Well, quite honestly, I wouldn't go the path of "exposing" your service through WCF.
My suggestion would be:
- leave your current service which collects and monitors traffic as it is
- store the data you might want to expose to other into a suitable persistant store (e.g. a database)
- create a separate WCF service (hosted in a second Windows NT Service, or in IIS) that will allow external consumers to get at your collected data
Given your current data, you would have to analyze what kind of data it is you have available, and then you need to decide what and how to expose that data to others who might be interested in that data.

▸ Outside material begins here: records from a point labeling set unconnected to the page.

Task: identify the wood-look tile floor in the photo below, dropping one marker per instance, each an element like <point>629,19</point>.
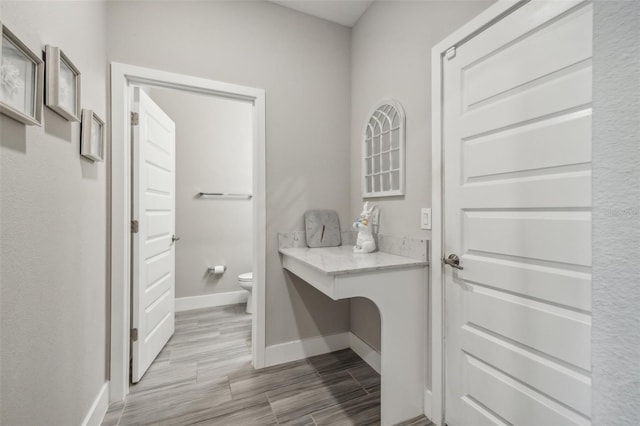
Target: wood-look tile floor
<point>204,376</point>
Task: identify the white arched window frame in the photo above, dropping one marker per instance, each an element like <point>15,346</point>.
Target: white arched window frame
<point>383,151</point>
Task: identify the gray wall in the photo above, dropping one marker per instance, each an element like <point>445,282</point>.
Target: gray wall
<point>391,57</point>
<point>616,214</point>
<point>213,154</point>
<point>303,63</point>
<point>53,234</point>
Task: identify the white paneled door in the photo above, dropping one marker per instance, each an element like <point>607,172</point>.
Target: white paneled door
<point>153,251</point>
<point>517,212</point>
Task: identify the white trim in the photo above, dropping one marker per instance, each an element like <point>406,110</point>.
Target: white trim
<point>296,350</point>
<point>428,398</point>
<point>402,147</point>
<point>98,409</point>
<point>211,300</point>
<point>365,351</point>
<point>477,24</point>
<point>122,76</point>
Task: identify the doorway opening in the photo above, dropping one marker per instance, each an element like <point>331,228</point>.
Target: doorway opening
<point>123,78</point>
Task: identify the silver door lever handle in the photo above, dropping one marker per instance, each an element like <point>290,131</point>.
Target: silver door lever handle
<point>453,261</point>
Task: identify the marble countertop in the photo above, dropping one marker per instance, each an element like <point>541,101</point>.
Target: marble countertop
<point>342,260</point>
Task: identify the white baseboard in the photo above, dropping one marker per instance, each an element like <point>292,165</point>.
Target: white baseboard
<point>211,300</point>
<point>428,411</point>
<point>366,352</point>
<point>99,407</point>
<point>300,349</point>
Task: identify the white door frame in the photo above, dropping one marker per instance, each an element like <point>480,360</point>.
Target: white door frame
<point>493,14</point>
<point>122,76</point>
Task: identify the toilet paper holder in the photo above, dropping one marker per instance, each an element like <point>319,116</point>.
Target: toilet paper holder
<point>217,269</point>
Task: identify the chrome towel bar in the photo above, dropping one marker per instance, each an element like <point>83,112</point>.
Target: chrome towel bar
<point>224,195</point>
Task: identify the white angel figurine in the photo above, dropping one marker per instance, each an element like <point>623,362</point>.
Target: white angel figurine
<point>365,242</point>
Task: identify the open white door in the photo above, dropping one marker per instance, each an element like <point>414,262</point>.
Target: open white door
<point>153,251</point>
<point>517,212</point>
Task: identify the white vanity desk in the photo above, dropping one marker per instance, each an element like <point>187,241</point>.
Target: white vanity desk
<point>398,286</point>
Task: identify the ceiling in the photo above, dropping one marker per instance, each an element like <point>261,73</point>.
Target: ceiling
<point>345,12</point>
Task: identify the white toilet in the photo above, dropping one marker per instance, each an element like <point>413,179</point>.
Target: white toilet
<point>246,283</point>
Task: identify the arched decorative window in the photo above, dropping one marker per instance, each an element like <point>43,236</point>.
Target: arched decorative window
<point>383,151</point>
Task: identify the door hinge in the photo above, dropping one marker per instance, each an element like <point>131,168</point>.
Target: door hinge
<point>450,53</point>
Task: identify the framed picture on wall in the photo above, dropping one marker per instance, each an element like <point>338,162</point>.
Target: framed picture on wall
<point>63,84</point>
<point>92,136</point>
<point>21,81</point>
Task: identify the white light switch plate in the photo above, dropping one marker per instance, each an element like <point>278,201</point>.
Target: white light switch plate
<point>425,218</point>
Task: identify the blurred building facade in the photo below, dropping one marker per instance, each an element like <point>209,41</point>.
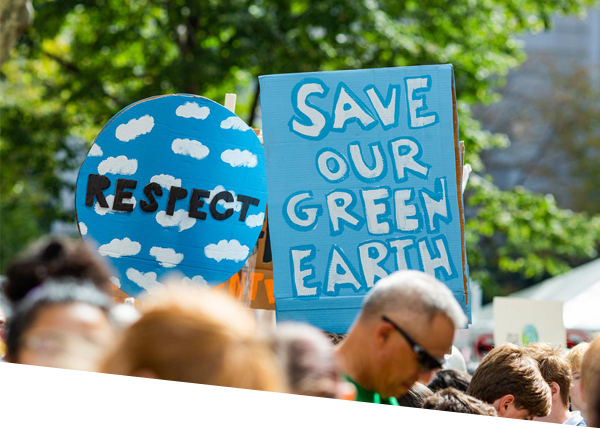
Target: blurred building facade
<point>550,111</point>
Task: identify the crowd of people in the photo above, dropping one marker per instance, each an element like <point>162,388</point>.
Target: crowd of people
<point>194,358</point>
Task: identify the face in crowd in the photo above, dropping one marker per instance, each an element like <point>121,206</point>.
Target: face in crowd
<point>410,350</point>
<point>55,343</point>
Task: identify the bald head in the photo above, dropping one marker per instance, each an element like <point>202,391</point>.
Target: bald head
<point>412,293</point>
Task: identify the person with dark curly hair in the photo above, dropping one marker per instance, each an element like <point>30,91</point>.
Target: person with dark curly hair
<point>445,378</point>
<point>451,408</point>
<point>54,258</point>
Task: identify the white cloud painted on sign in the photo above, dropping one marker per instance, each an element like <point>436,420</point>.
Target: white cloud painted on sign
<point>117,248</point>
<point>119,165</point>
<point>188,147</point>
<point>168,258</point>
<point>166,181</point>
<point>135,128</point>
<point>110,199</point>
<point>231,250</point>
<point>255,220</point>
<point>95,150</point>
<point>145,280</point>
<point>234,123</point>
<point>197,281</point>
<point>180,219</point>
<point>192,110</point>
<point>239,158</point>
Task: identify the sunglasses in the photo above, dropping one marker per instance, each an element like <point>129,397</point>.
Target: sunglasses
<point>425,360</point>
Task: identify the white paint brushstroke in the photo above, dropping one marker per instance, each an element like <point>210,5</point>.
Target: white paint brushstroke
<point>231,250</point>
<point>82,228</point>
<point>235,123</point>
<point>119,165</point>
<point>117,248</point>
<point>192,110</point>
<point>95,150</point>
<point>168,258</point>
<point>188,147</point>
<point>145,280</point>
<point>255,220</point>
<point>239,158</point>
<point>166,181</point>
<point>110,199</point>
<point>180,219</point>
<point>135,128</point>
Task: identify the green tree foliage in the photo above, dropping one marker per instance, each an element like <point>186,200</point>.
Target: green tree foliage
<point>82,61</point>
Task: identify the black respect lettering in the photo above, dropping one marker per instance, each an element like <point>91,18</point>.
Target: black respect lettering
<point>97,184</point>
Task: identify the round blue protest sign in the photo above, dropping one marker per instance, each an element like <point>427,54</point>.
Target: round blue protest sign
<point>173,185</point>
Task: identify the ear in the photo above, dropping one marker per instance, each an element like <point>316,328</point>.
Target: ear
<point>582,391</point>
<point>141,405</point>
<point>503,404</point>
<point>383,333</point>
<point>555,390</point>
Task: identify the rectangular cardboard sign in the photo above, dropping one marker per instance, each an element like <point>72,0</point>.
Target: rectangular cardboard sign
<point>523,321</point>
<point>363,179</point>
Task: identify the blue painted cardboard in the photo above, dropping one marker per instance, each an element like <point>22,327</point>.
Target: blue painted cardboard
<point>181,143</point>
<point>363,173</point>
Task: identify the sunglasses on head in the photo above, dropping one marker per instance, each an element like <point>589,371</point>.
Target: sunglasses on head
<point>426,361</point>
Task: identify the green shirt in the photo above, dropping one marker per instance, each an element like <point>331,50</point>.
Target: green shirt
<point>374,412</point>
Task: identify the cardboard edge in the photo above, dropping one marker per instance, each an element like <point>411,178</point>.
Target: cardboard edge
<point>461,208</point>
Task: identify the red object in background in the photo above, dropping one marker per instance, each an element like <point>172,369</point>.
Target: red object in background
<point>575,336</point>
<point>483,345</point>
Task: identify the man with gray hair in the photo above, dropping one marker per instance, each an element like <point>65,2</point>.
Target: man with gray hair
<point>403,331</point>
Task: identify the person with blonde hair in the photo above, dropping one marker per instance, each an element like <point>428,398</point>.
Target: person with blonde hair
<point>590,381</point>
<point>511,381</point>
<point>191,361</point>
<point>556,370</point>
<point>575,357</point>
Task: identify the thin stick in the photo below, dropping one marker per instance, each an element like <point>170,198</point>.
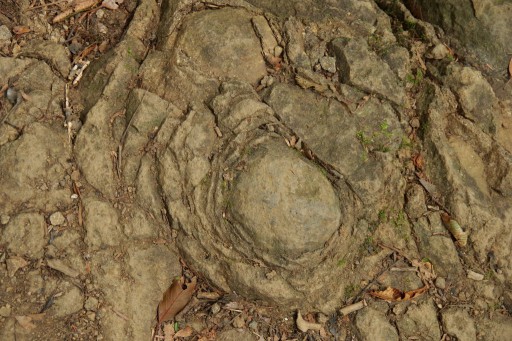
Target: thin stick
<point>353,307</point>
<point>46,5</point>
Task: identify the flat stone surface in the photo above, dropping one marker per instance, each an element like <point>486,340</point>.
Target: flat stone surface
<point>362,68</point>
<point>458,323</point>
<point>420,321</point>
<point>311,117</point>
<point>223,43</point>
<point>374,326</point>
<point>25,235</point>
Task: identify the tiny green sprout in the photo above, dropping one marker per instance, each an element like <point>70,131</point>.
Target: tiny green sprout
<point>405,143</point>
<point>382,215</point>
<point>350,290</point>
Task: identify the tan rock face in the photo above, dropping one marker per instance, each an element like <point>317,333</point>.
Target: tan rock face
<point>284,203</point>
<point>222,43</point>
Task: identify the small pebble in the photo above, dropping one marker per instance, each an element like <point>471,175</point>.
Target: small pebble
<point>440,51</point>
<point>75,175</point>
<point>5,311</point>
<point>440,283</point>
<point>102,28</point>
<point>4,219</point>
<point>475,276</point>
<point>215,308</point>
<point>5,33</point>
<point>100,13</point>
<point>239,322</point>
<point>278,50</point>
<point>57,218</point>
<point>253,325</point>
<point>328,64</point>
<point>12,95</point>
<point>91,304</point>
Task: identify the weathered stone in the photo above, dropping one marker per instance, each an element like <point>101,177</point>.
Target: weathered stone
<point>362,68</point>
<point>374,326</point>
<point>5,311</point>
<point>458,323</point>
<point>102,224</point>
<point>482,26</point>
<point>57,219</point>
<point>70,302</point>
<point>284,203</point>
<point>236,335</point>
<point>496,329</point>
<point>5,33</point>
<point>43,162</point>
<point>61,266</point>
<point>415,204</point>
<point>53,53</point>
<point>475,96</point>
<point>398,59</point>
<point>91,303</point>
<point>420,321</point>
<point>25,235</point>
<point>439,249</point>
<point>223,43</point>
<point>14,264</point>
<point>311,117</point>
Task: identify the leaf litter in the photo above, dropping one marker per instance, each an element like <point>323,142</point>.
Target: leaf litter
<point>176,298</point>
<point>395,295</point>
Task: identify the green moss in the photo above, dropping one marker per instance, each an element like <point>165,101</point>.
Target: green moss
<point>351,290</point>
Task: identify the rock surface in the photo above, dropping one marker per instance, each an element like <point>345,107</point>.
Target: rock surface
<point>291,155</point>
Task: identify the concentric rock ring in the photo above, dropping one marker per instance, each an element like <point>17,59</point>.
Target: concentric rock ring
<point>283,203</point>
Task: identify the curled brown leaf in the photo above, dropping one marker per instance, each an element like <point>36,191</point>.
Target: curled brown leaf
<point>395,295</point>
<point>455,229</point>
<point>175,298</point>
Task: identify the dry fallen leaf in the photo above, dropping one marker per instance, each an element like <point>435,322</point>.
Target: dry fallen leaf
<point>76,7</point>
<point>111,4</point>
<point>395,295</point>
<point>419,162</point>
<point>304,325</point>
<point>20,30</point>
<point>175,298</point>
<point>426,270</point>
<point>25,322</point>
<point>453,226</point>
<point>185,332</point>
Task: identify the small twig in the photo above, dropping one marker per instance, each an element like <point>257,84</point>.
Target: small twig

if you choose a SOAP-based WCF service, you'd have to come up with a set of service methods (something along the lines of GetDataForToday
, GetDataForHour
or whatever it is you want to make available). In that case, this is your first task - define the service methods (your service contract, in WCF speak), and define what kind of data is involved - as parameters to your service methods, and as return values from those methods (your data contracts)
if you're more into REST, then you don't typically talk about methods, but instead you think of your data as resources - e.g. you could expose an hourly data set as a resource and navigate to it using an URL something like http://yourserver/YourService/YYYYMMDD/Hour
or something like that - how you define those URL's (the unified resource identifiers - URI's) is totally up to you. Each such resource needs to have a representation - a set of fields and properties - and you would typically expose those as XML and/or JSON
With the flexibility of WCF, you can actually even do both - if you wish.
SOAP is the more traditional way of doing things - pros are a well-documented interface (you get a WSDL - web service description, and a handful of XSD's - XML schemas to describe your data) which can be "discovered" and interpreted by humans and computers alike. On the downside, SOAP tends to be a bit "heavy", and you need a special SOAP client / your own app, to actually get at the data.
REST is the more hip and modern way of doing things - you navigate to a URL and it spits back a truckload of angle brackets (or a JSON document). It's quick, it's easy, it's great - but it's less formalized, you don't get any machine-readable service description, really - it's a bit more up to you to know / find out / read the docs to know what you're really getting back and how to interpret it.
Phew, this has become a long post!! Basically - I would keep your current data-gathering service and let it run as is, and think about how to expose / make available that data it collects using a separate WCF service of sorts.
Good intro sites are the MSDN WCF Developer Center for the SOAP-based WCF aspects, and the MSDN WCF REST Developer Center for the REST-based aspects of WCF.